Really good idea. Oh and I found my 18" aluminum pipe wrench today. Yep yep!:thumbup:


----------



## plumber666 (Sep 19, 2010)

plumber666 said:


> Going to work today and look for our Porter Cable 14" dry cut metal chop saw that the apprentice left out on a site last week. Hope for his sake we find it, or somebody stashed it for us.:furious: Blade alone is $200. Saw musta cost $5 or 600.

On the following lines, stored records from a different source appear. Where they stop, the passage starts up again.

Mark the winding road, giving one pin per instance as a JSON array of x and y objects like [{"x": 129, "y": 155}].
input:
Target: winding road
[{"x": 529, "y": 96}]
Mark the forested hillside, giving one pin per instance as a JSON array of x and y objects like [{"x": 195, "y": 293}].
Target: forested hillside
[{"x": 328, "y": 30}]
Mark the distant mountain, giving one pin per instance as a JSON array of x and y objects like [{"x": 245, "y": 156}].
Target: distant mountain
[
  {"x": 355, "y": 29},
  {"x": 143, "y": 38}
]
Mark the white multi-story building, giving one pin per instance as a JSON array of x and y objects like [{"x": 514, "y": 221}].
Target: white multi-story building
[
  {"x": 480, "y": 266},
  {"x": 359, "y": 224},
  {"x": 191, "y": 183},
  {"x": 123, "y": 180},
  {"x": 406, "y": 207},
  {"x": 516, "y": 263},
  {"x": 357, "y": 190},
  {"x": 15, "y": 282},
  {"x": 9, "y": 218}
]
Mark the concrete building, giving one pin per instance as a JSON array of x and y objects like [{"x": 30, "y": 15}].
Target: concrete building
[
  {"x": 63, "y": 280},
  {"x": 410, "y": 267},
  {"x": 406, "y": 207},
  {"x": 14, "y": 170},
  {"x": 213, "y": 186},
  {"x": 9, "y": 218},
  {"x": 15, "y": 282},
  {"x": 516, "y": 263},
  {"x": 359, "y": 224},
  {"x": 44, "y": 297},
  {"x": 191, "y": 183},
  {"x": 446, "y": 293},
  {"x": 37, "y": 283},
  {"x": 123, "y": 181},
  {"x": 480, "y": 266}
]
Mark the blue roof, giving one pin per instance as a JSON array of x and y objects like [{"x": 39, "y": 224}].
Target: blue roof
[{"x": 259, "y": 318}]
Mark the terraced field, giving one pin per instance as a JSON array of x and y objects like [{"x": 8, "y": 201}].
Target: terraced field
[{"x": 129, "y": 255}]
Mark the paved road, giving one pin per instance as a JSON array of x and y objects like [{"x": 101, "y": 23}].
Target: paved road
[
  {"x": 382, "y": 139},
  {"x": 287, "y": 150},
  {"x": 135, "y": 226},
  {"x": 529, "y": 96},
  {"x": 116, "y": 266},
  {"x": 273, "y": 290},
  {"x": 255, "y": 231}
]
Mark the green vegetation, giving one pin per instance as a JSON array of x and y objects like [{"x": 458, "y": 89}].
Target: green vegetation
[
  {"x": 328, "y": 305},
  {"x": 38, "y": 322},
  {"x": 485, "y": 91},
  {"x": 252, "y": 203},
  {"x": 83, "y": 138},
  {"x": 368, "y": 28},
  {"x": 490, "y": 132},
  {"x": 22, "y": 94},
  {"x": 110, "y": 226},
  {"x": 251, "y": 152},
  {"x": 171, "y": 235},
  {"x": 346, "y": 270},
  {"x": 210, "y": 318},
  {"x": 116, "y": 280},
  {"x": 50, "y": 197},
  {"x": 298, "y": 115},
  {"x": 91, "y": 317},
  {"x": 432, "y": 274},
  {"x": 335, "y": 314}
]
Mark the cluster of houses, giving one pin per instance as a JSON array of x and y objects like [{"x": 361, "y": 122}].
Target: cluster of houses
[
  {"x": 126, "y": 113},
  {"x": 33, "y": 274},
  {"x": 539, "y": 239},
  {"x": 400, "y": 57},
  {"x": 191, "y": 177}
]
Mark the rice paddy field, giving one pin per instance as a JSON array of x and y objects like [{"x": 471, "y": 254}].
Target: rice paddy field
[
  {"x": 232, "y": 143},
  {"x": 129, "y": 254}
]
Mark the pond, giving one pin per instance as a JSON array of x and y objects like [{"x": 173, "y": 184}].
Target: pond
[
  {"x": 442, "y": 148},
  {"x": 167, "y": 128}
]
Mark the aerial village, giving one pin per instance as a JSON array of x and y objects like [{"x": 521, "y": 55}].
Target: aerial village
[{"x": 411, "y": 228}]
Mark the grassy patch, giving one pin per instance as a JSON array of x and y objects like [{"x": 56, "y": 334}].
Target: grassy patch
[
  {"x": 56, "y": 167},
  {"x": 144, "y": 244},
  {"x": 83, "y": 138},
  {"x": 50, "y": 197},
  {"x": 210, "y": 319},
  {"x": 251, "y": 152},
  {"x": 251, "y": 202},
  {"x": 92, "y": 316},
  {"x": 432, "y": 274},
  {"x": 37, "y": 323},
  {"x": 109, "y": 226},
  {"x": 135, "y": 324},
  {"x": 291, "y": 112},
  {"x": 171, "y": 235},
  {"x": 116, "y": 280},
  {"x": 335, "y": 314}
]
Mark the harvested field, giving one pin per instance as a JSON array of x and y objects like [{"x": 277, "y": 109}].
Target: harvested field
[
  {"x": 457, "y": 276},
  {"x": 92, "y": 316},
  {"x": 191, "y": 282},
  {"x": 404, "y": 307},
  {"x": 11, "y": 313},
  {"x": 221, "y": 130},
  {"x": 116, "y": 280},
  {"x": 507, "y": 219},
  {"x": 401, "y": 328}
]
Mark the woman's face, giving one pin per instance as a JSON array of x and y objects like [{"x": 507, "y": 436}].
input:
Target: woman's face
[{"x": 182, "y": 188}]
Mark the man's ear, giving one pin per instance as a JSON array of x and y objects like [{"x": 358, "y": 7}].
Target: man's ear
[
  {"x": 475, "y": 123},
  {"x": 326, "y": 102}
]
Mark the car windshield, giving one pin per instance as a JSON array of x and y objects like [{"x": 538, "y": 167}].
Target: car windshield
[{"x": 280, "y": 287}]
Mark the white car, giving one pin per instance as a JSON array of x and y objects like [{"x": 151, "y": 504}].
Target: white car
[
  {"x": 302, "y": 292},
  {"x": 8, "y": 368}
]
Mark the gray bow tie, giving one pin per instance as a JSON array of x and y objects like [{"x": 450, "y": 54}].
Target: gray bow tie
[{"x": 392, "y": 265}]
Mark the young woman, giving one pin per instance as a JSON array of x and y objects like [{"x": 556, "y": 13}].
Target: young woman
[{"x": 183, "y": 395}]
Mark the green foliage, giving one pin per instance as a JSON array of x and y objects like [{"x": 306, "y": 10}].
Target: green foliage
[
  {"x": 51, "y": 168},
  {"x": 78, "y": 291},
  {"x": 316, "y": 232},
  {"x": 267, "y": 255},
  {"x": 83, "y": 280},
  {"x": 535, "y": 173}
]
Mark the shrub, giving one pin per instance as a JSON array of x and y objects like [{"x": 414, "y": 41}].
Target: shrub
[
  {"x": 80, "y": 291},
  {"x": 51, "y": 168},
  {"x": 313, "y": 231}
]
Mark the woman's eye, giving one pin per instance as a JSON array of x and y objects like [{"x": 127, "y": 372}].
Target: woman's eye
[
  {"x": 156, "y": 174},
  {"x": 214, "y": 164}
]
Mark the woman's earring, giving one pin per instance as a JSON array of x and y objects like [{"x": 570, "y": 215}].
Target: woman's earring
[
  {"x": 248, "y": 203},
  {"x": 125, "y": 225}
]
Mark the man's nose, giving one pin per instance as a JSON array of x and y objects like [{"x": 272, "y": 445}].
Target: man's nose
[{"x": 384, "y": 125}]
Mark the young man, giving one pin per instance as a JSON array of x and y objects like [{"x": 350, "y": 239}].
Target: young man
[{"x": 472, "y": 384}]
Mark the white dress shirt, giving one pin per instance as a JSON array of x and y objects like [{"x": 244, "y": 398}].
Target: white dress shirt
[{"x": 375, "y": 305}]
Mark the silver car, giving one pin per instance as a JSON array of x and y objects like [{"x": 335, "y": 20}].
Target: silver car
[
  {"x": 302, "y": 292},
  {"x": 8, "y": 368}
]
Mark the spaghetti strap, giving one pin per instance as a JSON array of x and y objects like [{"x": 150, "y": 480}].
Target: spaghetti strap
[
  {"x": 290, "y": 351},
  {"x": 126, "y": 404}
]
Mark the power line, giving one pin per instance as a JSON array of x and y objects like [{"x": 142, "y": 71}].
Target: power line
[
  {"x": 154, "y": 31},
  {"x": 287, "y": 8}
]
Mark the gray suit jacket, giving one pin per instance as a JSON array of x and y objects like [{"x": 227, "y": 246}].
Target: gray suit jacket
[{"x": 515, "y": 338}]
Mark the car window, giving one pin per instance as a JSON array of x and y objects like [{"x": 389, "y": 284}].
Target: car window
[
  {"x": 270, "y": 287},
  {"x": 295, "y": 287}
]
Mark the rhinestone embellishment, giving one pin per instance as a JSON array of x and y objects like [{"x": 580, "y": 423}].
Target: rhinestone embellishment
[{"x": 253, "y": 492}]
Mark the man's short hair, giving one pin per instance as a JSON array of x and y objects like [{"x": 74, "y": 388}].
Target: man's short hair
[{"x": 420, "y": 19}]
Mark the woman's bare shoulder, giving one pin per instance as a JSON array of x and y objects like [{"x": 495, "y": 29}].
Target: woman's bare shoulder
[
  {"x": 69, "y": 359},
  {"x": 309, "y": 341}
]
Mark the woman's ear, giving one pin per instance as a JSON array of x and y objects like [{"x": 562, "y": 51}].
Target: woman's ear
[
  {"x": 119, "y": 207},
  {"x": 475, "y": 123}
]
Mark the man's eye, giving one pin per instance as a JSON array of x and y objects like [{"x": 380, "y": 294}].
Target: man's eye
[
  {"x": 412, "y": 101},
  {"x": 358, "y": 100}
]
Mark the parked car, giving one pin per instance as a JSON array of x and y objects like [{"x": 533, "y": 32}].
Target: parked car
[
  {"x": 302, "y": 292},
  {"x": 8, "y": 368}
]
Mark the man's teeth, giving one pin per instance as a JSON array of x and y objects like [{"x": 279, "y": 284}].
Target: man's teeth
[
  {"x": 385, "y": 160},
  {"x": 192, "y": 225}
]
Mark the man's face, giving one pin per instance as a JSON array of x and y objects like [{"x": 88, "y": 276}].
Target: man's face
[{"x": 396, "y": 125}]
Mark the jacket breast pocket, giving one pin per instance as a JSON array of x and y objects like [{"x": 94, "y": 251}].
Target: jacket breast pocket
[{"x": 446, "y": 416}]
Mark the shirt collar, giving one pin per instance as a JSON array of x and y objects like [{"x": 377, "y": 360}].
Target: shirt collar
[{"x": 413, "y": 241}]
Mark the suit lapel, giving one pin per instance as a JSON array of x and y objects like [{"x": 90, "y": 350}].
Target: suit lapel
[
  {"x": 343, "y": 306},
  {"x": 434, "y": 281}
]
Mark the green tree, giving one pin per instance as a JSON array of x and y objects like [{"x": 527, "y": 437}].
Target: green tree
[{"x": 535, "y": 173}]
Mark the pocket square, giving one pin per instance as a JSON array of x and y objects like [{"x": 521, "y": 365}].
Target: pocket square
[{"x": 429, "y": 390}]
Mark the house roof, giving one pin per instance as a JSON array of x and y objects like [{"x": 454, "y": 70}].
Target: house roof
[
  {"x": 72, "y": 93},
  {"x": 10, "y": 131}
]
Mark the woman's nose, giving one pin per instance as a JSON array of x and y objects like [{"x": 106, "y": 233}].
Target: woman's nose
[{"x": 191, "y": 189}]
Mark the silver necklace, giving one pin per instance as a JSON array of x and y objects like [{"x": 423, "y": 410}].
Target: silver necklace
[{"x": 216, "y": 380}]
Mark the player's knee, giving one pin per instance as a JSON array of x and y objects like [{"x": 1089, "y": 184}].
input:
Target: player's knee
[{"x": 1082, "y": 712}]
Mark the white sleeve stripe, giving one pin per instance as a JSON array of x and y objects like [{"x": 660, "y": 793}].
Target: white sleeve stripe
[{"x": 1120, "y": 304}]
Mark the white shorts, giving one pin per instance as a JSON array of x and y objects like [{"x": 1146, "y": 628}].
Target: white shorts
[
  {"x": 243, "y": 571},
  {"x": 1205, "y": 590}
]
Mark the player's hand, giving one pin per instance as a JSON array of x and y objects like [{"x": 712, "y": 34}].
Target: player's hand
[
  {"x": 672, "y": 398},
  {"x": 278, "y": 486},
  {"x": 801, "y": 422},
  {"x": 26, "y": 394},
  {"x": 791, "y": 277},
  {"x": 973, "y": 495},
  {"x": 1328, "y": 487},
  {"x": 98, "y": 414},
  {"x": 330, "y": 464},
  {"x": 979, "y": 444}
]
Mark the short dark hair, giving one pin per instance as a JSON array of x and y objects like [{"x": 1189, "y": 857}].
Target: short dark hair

Brickies stashed it for us. The apprentice was $hittin bricks. Bet he doesn't do that again.


----------



## user4 (Jun 12, 2008)




----------



## Epox (Sep 19, 2010)

I was doing a huge restaurant few years back. cordless sawzal or something like that went missing during the late afternoon. I was flipping out. Knew it had been stolen. Long story short I made such a scene about it the const. super called my super that night and said it turned up in the trash ben. Hmmmm yeah right. I smelled a rat. yeah we got it back but the 'conts. Super was given his walking papers soon after. My thoughts is he knew when I walked away and stashed it in the trash box. But I threw such a fit every person on sight had their eyes out for it so he blamed it on clean up crew. Sorry, knowing them as I did, they were honest as the day was long.


----------